Next week marks a year since the initial suspension of the Woodford Equity Income Fund. One year on, and investors remain locked into the fund with no information on when or if they are likely to get the rest of their money back.
On 3 June 2019 it was confirmed that Woodford Investment Management had agreed to suspend trading on the Equity Income fund amid what was termed an "increased level of redemptions."
Earlier this year the same fund lost more than £150m in a day when the troubled company's shares plunged 5%. Around the same time the nearly 300,000 investors of the fund saw around a fifth of their investments wiped out.
There has not been any public industry discussion on the appropriateness of daily dealing for those funds that hold less liquid assets and this has been highlighted once again by the recent suspensions in the property sector."

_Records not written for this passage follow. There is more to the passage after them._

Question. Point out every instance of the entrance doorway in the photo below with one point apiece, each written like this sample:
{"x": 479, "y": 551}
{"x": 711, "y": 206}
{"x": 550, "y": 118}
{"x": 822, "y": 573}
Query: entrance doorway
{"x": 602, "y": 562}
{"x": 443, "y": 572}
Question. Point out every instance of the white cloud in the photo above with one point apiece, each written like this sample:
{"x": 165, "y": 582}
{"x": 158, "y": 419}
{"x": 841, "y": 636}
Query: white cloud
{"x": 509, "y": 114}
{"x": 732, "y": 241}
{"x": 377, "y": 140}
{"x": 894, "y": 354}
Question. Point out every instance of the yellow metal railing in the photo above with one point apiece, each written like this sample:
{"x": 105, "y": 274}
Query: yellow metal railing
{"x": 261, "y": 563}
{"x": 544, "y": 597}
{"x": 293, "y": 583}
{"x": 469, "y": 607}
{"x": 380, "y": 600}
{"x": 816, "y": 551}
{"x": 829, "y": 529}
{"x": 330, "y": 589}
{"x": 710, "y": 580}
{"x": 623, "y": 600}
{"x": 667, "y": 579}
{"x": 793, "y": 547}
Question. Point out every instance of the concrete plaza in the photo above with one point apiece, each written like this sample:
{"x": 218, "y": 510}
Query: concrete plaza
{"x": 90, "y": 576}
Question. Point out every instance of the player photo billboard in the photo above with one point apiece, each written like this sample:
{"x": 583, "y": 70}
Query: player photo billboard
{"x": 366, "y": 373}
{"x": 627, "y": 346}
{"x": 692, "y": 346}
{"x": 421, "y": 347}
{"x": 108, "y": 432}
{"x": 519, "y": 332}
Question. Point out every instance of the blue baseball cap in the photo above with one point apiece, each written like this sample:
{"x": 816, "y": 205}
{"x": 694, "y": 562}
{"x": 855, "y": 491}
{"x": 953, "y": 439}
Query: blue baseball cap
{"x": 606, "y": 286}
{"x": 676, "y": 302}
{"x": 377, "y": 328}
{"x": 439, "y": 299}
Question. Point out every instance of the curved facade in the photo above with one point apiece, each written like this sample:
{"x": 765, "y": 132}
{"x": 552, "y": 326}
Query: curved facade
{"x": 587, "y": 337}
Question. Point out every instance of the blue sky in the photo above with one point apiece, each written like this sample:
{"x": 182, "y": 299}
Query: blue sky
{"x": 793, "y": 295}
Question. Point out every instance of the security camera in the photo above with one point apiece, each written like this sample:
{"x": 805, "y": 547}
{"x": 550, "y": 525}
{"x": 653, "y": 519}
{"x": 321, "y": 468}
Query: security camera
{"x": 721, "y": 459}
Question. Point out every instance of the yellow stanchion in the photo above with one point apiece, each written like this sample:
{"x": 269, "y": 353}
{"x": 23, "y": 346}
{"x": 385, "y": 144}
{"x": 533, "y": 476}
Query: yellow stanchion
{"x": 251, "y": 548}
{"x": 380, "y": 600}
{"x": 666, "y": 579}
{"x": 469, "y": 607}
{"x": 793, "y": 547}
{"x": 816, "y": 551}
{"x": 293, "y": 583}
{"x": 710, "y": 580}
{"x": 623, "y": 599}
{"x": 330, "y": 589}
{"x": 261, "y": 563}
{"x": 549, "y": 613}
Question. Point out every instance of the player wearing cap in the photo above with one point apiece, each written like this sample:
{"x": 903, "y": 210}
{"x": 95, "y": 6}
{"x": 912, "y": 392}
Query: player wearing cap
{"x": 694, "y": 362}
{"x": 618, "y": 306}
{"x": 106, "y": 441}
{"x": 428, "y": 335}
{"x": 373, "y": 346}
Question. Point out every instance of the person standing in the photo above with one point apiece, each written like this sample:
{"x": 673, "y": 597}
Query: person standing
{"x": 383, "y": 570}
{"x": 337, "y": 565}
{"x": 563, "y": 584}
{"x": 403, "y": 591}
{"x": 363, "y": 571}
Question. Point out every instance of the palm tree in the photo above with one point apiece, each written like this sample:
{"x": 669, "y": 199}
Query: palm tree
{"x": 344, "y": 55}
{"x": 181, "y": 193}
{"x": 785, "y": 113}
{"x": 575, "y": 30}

At first it was thought the flagship fund would remain locked until the end of 2019, yet almost six months on investors are still waiting.
Liquidity mismatch remains the "elephant in the room," said Ryan Hughes, head of active portfolios at investment platform AJ Bell.
"We're now one year on from the disastrous Woodford collapse and frustrated investors are still waiting for their money back. There's still £500m of Equity Income fund assets stuck in illiquid companies and little indication of when they are likely to be sold. Given the current state of the global economy due to the impact of covid-19, there is little immediate prospect of progress being made in selling these assets and a big question mark hangs around their valuations during current market conditions.
"As we reflect on the past 12 months, big questions still remain about whether the asset management industry has learned its lesson from the Woodford debacle and where the FCA could still take stronger action to improve consumer confidence."
"In particular, the risk of a liquidity mismatch remains a real threat to investors so long as potentially highly illiquid and unquoted assets are allowed to be held in daily traded open-ended funds. A number of fund managers have attempted to address this, but unquoted companies are still held in funds and there has been little word from the FCA about an outright ban."
"Instead the regulator has reminded asset managers of their responsibilities and reiterated that suspensions are an appropriate tool. But telling investors they can't have their money back when they want it and that it's for their own protection is ultimately damaging for investor confidence in the long term."
Hughes added, "At the same time, there has not been any public industry discussion on the appropriateness of daily dealing for those funds that hold less liquid assets and this has been highlighted once again by the recent suspensions in the property sector.
"It's the elephant in the room and there is no first mover advantage for asset managers to do this, meaning it will have to be led by the regulator. While conversations may well be happening behind the scenes, this needs to be accelerated and made public to help regain investor confidence."